More on how to score well in exams

Explain the advantages of encapsulation in software development (6 marks)

Important points when answering a question like this:

  • Look for the command term. What does “explain” mean? It means state with reasons.
  • Each point is likely to get 2 marks: one for stating, one for the reason.
  • Use words like “because” to structure your answer and show the examiner that you are (1) stating… (2) with reasons. Help the examiner give you marks!
  • Although the question doesn’t overtly ask for a definition, stick one down anyway; you won’t get penalised for it and you might pick up a mark that you would otherwise have missed.
  • It’s always a good idea to stick a bit of code down because
    • It tends to score a lot of marks
    • It’s easy
    • It gives you something to refer to in the rest of your answer

Here are some examples of good ways to score marks in a question like this. (There is far more information here than would be required for a six-mark question, but it’s always a good idea to put down a little more than is required if you have time.) I have included the points at which I think an examiner would give you a mark.

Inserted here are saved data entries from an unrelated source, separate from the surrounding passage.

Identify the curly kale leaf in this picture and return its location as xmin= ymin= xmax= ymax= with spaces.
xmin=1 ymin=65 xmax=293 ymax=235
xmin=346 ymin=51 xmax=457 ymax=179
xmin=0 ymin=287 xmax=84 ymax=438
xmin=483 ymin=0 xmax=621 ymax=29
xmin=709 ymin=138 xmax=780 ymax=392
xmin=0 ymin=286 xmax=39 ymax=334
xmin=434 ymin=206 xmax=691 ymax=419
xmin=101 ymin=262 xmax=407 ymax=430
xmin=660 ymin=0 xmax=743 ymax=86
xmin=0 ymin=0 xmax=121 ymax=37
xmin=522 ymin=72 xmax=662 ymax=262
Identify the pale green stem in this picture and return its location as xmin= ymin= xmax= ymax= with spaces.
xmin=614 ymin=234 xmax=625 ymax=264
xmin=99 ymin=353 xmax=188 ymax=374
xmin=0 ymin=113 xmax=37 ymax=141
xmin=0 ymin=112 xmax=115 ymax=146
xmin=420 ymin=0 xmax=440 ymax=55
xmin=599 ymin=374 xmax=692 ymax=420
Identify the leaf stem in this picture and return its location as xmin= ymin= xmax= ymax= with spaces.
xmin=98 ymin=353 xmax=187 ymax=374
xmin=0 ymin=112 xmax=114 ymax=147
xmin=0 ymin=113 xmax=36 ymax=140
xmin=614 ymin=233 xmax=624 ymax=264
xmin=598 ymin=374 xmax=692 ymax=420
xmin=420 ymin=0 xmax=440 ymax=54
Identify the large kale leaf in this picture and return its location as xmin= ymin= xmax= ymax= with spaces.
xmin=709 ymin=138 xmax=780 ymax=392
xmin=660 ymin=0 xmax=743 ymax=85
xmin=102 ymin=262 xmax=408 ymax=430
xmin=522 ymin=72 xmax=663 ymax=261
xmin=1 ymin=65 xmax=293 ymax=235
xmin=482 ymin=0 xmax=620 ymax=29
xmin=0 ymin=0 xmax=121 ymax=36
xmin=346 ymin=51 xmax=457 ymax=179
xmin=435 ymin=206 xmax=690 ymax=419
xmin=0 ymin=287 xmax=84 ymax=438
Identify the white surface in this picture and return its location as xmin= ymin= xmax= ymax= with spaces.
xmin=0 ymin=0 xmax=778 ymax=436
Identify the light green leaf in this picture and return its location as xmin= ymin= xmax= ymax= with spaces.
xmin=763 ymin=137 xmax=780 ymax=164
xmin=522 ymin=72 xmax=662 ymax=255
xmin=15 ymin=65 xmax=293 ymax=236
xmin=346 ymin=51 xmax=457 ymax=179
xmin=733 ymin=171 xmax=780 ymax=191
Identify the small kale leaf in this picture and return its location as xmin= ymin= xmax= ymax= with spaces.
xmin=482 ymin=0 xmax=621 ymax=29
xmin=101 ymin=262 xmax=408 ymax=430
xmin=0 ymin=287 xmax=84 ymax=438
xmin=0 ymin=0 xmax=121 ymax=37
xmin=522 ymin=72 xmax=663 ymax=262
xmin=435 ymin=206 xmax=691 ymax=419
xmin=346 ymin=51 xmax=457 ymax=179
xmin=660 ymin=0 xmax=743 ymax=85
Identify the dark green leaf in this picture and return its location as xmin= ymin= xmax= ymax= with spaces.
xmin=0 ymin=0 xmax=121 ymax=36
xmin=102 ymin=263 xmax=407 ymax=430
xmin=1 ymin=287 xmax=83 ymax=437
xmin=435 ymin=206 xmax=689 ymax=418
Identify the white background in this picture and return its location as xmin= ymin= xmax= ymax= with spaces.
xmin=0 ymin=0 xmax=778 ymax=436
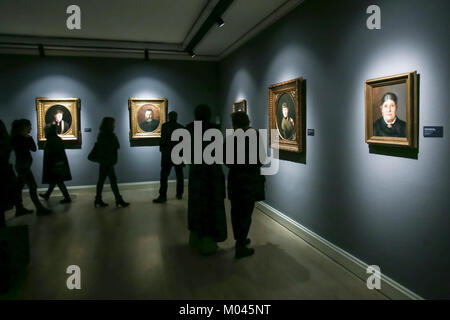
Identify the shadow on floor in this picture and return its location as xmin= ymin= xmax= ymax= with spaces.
xmin=158 ymin=241 xmax=311 ymax=299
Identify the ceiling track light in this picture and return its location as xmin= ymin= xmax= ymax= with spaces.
xmin=189 ymin=51 xmax=196 ymax=58
xmin=216 ymin=17 xmax=225 ymax=28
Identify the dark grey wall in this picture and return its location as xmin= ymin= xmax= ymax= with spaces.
xmin=219 ymin=0 xmax=450 ymax=299
xmin=0 ymin=55 xmax=219 ymax=187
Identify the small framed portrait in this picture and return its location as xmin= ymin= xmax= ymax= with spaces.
xmin=269 ymin=78 xmax=304 ymax=153
xmin=365 ymin=71 xmax=418 ymax=148
xmin=232 ymin=99 xmax=247 ymax=113
xmin=36 ymin=97 xmax=81 ymax=144
xmin=128 ymin=98 xmax=167 ymax=140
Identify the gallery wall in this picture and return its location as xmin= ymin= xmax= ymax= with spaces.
xmin=0 ymin=0 xmax=448 ymax=300
xmin=219 ymin=0 xmax=449 ymax=299
xmin=0 ymin=55 xmax=220 ymax=187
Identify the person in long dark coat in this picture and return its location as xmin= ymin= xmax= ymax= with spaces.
xmin=39 ymin=124 xmax=72 ymax=203
xmin=0 ymin=120 xmax=8 ymax=227
xmin=11 ymin=119 xmax=51 ymax=216
xmin=226 ymin=112 xmax=265 ymax=258
xmin=93 ymin=117 xmax=129 ymax=208
xmin=153 ymin=111 xmax=185 ymax=203
xmin=0 ymin=120 xmax=15 ymax=227
xmin=0 ymin=120 xmax=33 ymax=227
xmin=186 ymin=104 xmax=227 ymax=255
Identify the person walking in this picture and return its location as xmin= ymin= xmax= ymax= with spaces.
xmin=11 ymin=119 xmax=51 ymax=216
xmin=39 ymin=124 xmax=72 ymax=203
xmin=89 ymin=117 xmax=129 ymax=208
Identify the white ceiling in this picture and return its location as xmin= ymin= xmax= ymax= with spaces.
xmin=196 ymin=0 xmax=287 ymax=56
xmin=0 ymin=0 xmax=208 ymax=43
xmin=0 ymin=0 xmax=304 ymax=59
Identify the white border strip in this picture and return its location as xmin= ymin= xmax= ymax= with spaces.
xmin=255 ymin=201 xmax=424 ymax=300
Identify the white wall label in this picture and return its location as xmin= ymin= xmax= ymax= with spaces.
xmin=66 ymin=5 xmax=81 ymax=30
xmin=366 ymin=5 xmax=381 ymax=30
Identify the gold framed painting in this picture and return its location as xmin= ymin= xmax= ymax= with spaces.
xmin=36 ymin=97 xmax=81 ymax=144
xmin=232 ymin=99 xmax=247 ymax=113
xmin=365 ymin=71 xmax=418 ymax=148
xmin=268 ymin=77 xmax=304 ymax=153
xmin=128 ymin=98 xmax=167 ymax=140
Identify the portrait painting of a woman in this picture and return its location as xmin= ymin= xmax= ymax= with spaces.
xmin=373 ymin=92 xmax=406 ymax=137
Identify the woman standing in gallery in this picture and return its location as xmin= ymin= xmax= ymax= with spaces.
xmin=90 ymin=117 xmax=129 ymax=208
xmin=39 ymin=124 xmax=72 ymax=203
xmin=186 ymin=104 xmax=227 ymax=255
xmin=11 ymin=119 xmax=51 ymax=216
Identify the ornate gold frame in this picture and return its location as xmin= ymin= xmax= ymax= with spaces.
xmin=232 ymin=99 xmax=247 ymax=113
xmin=268 ymin=78 xmax=304 ymax=153
xmin=128 ymin=97 xmax=167 ymax=140
xmin=35 ymin=97 xmax=81 ymax=143
xmin=365 ymin=71 xmax=418 ymax=148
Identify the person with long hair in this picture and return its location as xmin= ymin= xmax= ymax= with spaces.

The idea of encapsulation is to restrict access to the implementation of an object by exposing a public interface (mark). This is also known as “data hiding”. (mark)


class Student {
  private String name;
  public String getName(){
    return name;
  public void setName(String s){
    name = s;


The variable name is declared private and therefore cannot be accessed from outside the class (mark). The name is made accessible by the “accessor” methods getName() and setName() which are declared public and so can be accessed from anywhere (mark).

Advantages of encapsulation:

  • Makes data more secure (mark) because it prevents other objects from accessing an object’s private variables and methods (mark).
  • Makes objects easier for other programmers to use (mark) because complex and possibly confusing code is hidden (mark)
  • Increases software reliability (mark) because even if an object’s implementation is changed, its interface can remain the same and so other parts of the program that use the object do not need to be changed (mark).
  • Makes collaboration on projects easier (mark) because the interface of an object can be specified before it is coded thereby allowing other developers who plan to use the object to start work earlier (mark).

A car is a good real-world example of encapsulation because:

  • The confusing “implementation” of the car (ie how it works) is kept under the hood (mark).
  • A simple “interface” is provided, in the form of a steering wheel, gear stick and pedals (mark)

This allows users to focus on aspects of the car that matter to them (mark), without having to get caught up in the complicated inner workings of the machinery (mark).